'Candy Crush' and the addictive properties of casual gaming.
Adam Rifkin stashed this in Addiction
Carles calls it:
Candy Crush has a user base of 7.6 million daily players and nearly 160,000 daily installs.
King.com has become the most relevant company in the casual-gaming sector, essentially stealing most of former powerhouse Zynga's market share and profits. You might remember Zynga as the creator of Farmville and the company that purchased the popular app Draw Something for $180 million, only to shut down the entire division that developed it 17 months later. King.com's Candy Crush is the no. 1 Facebook app and the no. 1–grossing game in the iOS App store. It makes an estimated $850,000 per day.

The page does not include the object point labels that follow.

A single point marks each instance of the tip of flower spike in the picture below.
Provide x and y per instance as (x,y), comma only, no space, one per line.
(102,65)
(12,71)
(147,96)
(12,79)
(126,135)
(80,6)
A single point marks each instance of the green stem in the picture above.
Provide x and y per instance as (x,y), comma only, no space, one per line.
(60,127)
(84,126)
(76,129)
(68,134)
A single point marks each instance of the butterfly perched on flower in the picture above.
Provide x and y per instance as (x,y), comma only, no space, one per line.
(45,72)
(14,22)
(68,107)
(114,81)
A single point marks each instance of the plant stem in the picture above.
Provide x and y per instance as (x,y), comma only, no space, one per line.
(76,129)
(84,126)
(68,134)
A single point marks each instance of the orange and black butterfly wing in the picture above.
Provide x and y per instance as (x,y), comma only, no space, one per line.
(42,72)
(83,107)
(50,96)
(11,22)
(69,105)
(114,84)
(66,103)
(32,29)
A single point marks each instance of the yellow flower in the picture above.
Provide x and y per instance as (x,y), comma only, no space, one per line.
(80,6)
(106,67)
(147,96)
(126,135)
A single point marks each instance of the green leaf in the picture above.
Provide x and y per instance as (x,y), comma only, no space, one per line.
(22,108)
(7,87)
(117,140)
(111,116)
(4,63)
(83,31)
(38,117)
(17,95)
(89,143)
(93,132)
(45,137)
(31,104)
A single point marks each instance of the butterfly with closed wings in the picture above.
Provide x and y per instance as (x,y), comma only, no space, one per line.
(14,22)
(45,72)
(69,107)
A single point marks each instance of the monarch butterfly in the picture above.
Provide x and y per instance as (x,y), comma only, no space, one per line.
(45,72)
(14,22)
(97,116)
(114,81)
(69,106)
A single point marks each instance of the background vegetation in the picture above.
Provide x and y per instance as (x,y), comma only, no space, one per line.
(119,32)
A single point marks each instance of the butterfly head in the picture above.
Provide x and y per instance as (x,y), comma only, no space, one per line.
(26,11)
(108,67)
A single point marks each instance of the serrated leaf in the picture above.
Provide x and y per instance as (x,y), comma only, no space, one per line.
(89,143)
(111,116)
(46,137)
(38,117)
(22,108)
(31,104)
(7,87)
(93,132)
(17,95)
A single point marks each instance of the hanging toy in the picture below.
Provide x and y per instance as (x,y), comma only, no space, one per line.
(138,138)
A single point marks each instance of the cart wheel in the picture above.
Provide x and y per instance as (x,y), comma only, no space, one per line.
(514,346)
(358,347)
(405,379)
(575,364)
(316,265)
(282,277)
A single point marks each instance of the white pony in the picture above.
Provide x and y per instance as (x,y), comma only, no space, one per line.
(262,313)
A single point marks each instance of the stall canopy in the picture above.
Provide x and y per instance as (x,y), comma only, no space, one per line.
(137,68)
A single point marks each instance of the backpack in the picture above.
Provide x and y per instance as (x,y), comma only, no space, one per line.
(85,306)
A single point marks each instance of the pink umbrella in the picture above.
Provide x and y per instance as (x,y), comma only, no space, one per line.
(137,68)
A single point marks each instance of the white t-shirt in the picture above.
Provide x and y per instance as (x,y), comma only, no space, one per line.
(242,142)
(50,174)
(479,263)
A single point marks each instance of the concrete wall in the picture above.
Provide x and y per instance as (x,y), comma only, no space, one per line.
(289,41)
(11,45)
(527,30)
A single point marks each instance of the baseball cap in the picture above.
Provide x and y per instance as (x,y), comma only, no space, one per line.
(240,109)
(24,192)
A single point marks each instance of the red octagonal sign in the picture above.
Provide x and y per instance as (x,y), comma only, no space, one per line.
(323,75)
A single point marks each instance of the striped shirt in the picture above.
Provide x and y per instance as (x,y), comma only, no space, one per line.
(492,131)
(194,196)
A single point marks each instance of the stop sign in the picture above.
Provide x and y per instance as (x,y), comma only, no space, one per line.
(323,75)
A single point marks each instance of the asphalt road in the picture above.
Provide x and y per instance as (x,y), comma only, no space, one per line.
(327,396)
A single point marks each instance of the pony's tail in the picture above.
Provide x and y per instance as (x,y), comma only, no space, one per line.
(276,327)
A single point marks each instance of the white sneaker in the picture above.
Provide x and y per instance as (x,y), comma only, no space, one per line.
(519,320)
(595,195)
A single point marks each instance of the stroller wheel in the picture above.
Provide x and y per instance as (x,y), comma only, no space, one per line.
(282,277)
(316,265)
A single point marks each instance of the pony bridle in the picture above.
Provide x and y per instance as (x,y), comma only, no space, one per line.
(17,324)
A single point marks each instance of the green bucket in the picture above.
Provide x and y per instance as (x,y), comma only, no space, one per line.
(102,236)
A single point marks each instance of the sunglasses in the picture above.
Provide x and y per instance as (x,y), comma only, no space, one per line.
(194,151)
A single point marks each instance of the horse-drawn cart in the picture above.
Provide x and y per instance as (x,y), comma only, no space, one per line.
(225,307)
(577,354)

Candy Crush Saga doesn't attempt to create a culture of addiction, where a person becomes unhealthily immersed within the world of the product. It has found the proper place for a casual game in a person's life, creating an elastic level of engagement. Instead of setting aside free time to run a fake farm with fake animals and fake crops, Candy Crushis something that can be played passively, or with only a limited amount of time available to play. The elasticity of Candy Crush as a casual experience appropriates the game into a realm of "habitual" behavior. You can choose to play the game for one minute, or 15 minutes, or two hours (if you are willing to pay to reload your lives). Play it when you are waiting for your food, sitting on the toilet, ignoring your friends or coworkers, or watching television.
Candy Crush has actually existed since 2011, when it was first hosted on the King.com website. Eventually, it launched a Facebook app version to maximize social opportunities, like the ability to give friends lives and extra moves. The socialization of Candy Crushcreates the appropriate level of "community," where you still play as an individual but are indirectly trying to beat your Facebook friends' scores on every level. In 2012, the game launched a mobile version, turning it into a global phenomenon.

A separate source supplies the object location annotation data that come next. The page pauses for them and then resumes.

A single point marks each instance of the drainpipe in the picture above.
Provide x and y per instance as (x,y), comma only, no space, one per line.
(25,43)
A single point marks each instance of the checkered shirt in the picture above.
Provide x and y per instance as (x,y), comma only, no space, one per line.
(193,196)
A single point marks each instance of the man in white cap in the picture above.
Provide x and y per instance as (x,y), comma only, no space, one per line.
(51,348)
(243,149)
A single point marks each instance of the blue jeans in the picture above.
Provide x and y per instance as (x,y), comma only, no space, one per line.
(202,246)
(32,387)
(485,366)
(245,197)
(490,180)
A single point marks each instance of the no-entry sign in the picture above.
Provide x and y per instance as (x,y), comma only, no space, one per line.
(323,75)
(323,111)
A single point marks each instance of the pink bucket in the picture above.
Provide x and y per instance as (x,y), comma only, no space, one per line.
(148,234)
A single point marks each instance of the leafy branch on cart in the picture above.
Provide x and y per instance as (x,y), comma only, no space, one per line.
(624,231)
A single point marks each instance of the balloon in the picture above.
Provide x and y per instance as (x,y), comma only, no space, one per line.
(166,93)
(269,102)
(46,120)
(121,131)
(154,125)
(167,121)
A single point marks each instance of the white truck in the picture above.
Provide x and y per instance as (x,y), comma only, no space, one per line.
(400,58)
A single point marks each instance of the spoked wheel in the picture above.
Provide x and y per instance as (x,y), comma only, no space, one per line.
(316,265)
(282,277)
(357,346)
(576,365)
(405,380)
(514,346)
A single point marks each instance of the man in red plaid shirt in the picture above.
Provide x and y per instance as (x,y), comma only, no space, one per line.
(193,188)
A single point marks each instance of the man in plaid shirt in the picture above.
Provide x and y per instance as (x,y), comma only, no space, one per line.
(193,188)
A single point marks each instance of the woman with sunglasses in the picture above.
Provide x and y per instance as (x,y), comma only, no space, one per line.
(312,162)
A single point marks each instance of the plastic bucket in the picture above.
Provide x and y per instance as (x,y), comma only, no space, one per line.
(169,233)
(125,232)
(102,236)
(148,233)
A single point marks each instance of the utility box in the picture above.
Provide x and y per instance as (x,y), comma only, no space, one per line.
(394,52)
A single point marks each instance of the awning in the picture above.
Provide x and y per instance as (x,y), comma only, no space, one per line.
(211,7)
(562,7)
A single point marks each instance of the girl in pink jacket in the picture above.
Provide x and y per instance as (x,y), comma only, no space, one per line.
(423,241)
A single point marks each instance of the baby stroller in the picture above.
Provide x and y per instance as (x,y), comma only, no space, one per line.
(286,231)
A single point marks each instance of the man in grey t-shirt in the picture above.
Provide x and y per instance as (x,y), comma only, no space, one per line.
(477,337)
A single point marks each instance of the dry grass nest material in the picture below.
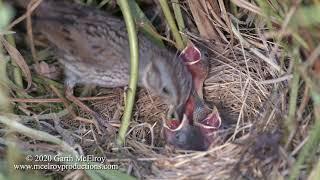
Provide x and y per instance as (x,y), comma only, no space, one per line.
(241,83)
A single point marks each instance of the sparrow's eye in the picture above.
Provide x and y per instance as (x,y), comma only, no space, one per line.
(165,91)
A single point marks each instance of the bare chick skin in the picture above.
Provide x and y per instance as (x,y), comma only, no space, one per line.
(93,47)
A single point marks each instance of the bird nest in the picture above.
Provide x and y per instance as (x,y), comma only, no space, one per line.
(249,103)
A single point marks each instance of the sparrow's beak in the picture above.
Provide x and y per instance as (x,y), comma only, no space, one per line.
(183,135)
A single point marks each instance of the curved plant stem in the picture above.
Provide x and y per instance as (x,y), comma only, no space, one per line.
(175,32)
(134,65)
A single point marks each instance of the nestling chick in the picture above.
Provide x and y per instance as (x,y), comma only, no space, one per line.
(93,47)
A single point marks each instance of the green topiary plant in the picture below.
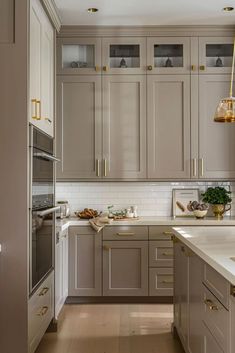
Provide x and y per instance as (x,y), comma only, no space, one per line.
(217,196)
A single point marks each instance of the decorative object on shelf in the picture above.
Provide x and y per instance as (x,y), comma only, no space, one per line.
(181,198)
(219,62)
(199,209)
(218,197)
(123,63)
(168,62)
(74,64)
(225,111)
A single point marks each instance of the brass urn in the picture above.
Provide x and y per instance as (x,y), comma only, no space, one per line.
(219,210)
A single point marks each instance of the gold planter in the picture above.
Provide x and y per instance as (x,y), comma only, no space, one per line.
(219,210)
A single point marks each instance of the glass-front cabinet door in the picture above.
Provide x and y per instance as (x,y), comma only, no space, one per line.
(124,55)
(215,55)
(79,56)
(167,55)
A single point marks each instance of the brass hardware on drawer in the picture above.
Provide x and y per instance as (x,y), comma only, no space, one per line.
(194,167)
(105,167)
(125,234)
(97,168)
(169,281)
(167,253)
(209,303)
(43,291)
(42,311)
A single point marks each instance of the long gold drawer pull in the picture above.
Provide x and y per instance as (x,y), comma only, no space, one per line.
(125,234)
(42,311)
(167,254)
(209,303)
(43,291)
(168,281)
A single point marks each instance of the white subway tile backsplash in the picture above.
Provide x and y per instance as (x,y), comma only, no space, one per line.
(151,198)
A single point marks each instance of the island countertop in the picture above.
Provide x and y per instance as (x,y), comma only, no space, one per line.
(215,245)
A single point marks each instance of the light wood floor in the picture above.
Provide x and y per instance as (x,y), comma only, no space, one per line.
(113,329)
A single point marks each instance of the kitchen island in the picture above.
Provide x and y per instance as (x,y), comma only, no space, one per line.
(204,288)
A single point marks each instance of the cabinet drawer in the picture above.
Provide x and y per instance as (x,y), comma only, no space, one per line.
(125,233)
(161,253)
(216,318)
(160,233)
(217,284)
(40,312)
(161,281)
(210,345)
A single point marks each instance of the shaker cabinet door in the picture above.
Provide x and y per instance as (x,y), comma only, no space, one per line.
(125,268)
(124,126)
(168,126)
(216,140)
(78,127)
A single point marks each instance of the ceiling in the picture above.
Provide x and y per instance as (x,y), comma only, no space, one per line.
(145,12)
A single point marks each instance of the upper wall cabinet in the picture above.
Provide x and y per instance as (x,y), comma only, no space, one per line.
(41,110)
(168,55)
(215,55)
(79,56)
(124,55)
(169,126)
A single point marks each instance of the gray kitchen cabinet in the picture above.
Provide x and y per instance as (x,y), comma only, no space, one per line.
(61,270)
(216,141)
(124,126)
(168,134)
(125,268)
(79,130)
(161,282)
(41,104)
(85,262)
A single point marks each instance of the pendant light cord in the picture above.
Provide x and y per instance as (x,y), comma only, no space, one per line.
(232,73)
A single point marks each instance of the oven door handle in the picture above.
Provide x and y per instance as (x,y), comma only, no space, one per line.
(46,156)
(49,210)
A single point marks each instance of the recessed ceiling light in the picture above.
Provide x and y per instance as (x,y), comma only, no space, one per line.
(228,8)
(92,10)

King.com's most valuable asset isn't even a massively popular game, but instead the mastery of the social freemium business model. The Candy Crush model prevents players from becoming traditional addicts, because product addiction actually pushes consumers to a point of exhaustion and disenfranchisement. After you lose five lives, you must wait 30 minutes in order to get another life, or request lives from all of your Facebook friends. This forces you to spend time away from the game. Candy Crush Saga has harnessed the amount of time you are required to spend away from the game to create a natural demand. In those minutes and hours that you must wait to regain new lives, a subconscious demand accrues within your casual-gaming soul. You can't wait for those five lives to return and give you another opportunity to advance further in the game.
Think about the expansion of the Angry Birds brand. There are little stuffed animals of the birds available in gas stations, Angry Birds candies at the mall, and an upcoming movie scheduled for release in 2016. While Angry Birds might not have the seismic popularity to keep pace with newer casual gaming apps, it has penetrated a sizable segment of the consciousness, giving it invaluable brand recognition. Casual gaming apps seem like they have become this generation's board game. When most of us were young, we were introduced to a series of board games by our parents, who likely played the same board games. Will we be introducing our children to casual-gaming apps? Not if they are overtly addictive and cause detrimental behavior. Fortunately for King.com, Candy Crush's elastic engagement makes it a casual game that we can all trust.
I'm not sure if I agree with the notion that "elastic engagement" is not addictive. The fact that Candy Crush generates the revenue it does is evidence that it is addictive. You can play the game without spending a cent on it (as I do), but you have to have patience. I do agree that being able to play the game for as short a period as you want, either offline or online, is important for casual gaming from a player point of view. But as far as I can tell, what really sucks in the cash for King.com is the lack of patience on the part of players. Run out of lives? Buy more. Face a difficult level? Buy a consumable virtual gizmo (or more likely a bunch of them) to get you past it. The waiting introduced seems to be a means to generate revenue from the impatient, not "elastic engagement". I do agree that what King.com has done is brilliant means of revenue generation, and it is undoubtedly an innovation many upcoming casual mobile games will introduce. But I can't agree with the article's notion of "natural demand" whatever that is.